Bre-X Minerals Ltd. collapsed in 1997 amid allegations its massive gold find in Indonesia was a fraud, prompting a flurry of police investigations, regulatory probes and lawsuits seeking up to $5-billion in damages for shareholders. Now, 16 years later, the saga is petering out with shareholders no richer and the mystery about what happened at Bre-X's gold find in Busang still unsolved.

Deloitte & Touche Inc., the bankruptcy trustee charged with recovering money for investors, has given up its legal action against several former Bre-X executives, banks and other companies involved in the gold project. In court filings, Deloitte argued it had run out of money to pursue the case and probably wouldn't win anyway. A class-action lawsuit launched in Ontario on behalf of shareholders has also run out of steam and will likely be dropped now that the trustee's case has ended.

"This motion is the anticlimax of the Bre-X saga," Ontario Superior Court Justice Paul Perell said in agreeing to discontinue the trustee's case this month. An Alberta court is expected to make a similar ruling in May on the trustee's request to end the case there as well.

"That's pretty much it," said Calgary lawyer Clint Docken, who has been involved in various cases on behalf of investors for years. Mr. Docken said the trustee's suit was the best chance shareholders had to recover something.

"What has the trustee got to show for 16 years of litigation? Almost nothing," he said. "Biggest fraud in Canadian history and no accountability. It's very sad. We'll never know [what happened]."

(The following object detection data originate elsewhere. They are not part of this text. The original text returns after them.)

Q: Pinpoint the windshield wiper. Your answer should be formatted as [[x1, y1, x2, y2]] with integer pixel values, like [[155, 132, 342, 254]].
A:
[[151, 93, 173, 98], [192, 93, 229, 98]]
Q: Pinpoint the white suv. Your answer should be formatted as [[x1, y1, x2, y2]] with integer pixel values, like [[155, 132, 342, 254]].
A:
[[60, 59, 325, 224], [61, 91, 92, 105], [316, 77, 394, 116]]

Mr. Docken noted that while shareholders have gotten next to nothing, Deloitte received $3.9-million in fees and paid its lawyers $8-million. All that is left in the Bre-X estate is $79,000, according to court filings. A lawyer representing the trustee was not available for comment.

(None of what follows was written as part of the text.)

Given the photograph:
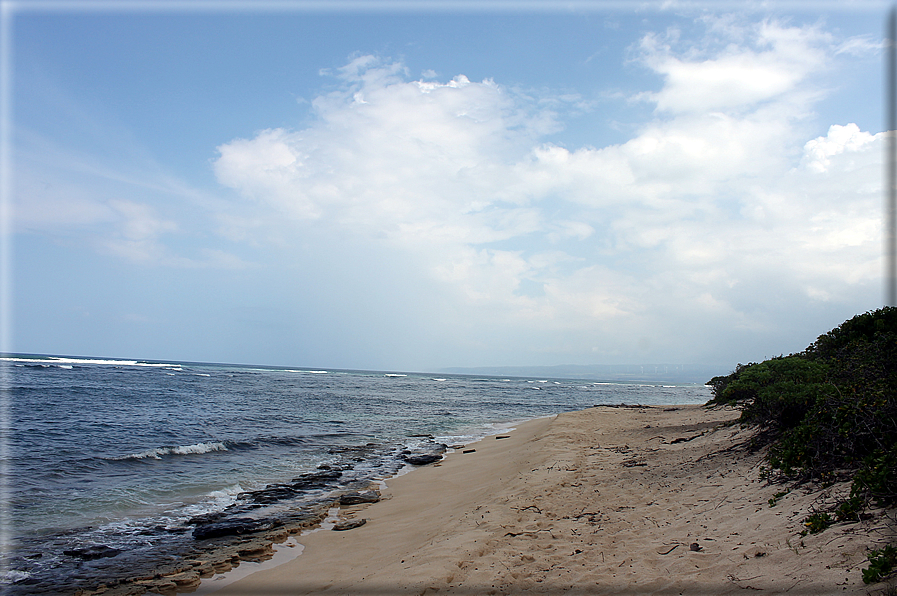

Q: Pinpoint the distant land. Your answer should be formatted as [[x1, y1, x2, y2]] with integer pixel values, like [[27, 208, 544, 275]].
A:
[[441, 364, 733, 384]]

It is an inconclusive end to a scandal that shook the Canadian mining industry and left roughly 40,000 Bre-X shareholders wondering what happened when samples of Bre-X's supposedly rich gold find revealed a far smaller deposit. An investigation by the RCMP went nowhere and no one was ever charged with fraud. The only Bre-X executive to face any quasi-criminal action was chief geologist John Felderhof, who was acquitted of charges of insider trading and misleading shareholders in 2007.

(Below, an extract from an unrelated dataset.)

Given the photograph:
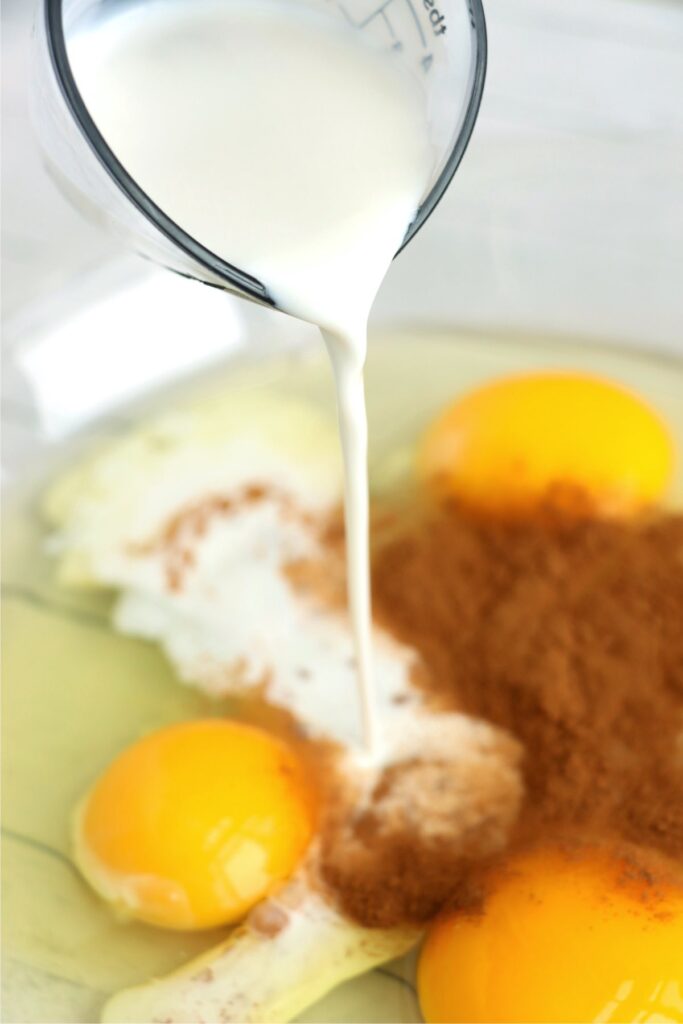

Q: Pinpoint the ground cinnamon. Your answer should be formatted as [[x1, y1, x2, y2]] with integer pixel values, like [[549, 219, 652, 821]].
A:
[[324, 495, 683, 925]]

Little also came of a move by the trustee to freeze the assets of Mr. Felderhof, his ex-wife Ingrid and former Bre-X chief executive officer David Walsh, who died in 1998.

The Felderhofs had moved to Cayman Islands by the time of Bre-X's collapse and had pocketed $75-million selling company shares between 1994 and 1996, court filings show. But nearly all of that money has vanished. Mr. Felderhof, 72, now lives in a sparse home in the Philippines, where he spends much of his time gardening, and court filings show he has just $250,000 to his name.

Ms. Felderhof, who still lives in Cayman Islands, "does not have substantial cash on hand," the trustee indicated in a court document.

Mr. Walsh and his wife, Jeanette, moved to the Bahamas, where Ms. Walsh still has a home. Court filings show that while the couple earned $19-million on their Bre-X holdings, Mr. Walsh's estate is essentially bankrupt and faces a $30-million charge from the Canada Revenue Agency. No other assets have been found, the trustee said.

Based on the scant funds available to recover and with little money left to pursue any claims, "the trustee has reluctantly reached the conclusion that it is appropriate to discontinue the [lawsuit] and other related litigation including [the asset freeze]," the trustee said in a court filing.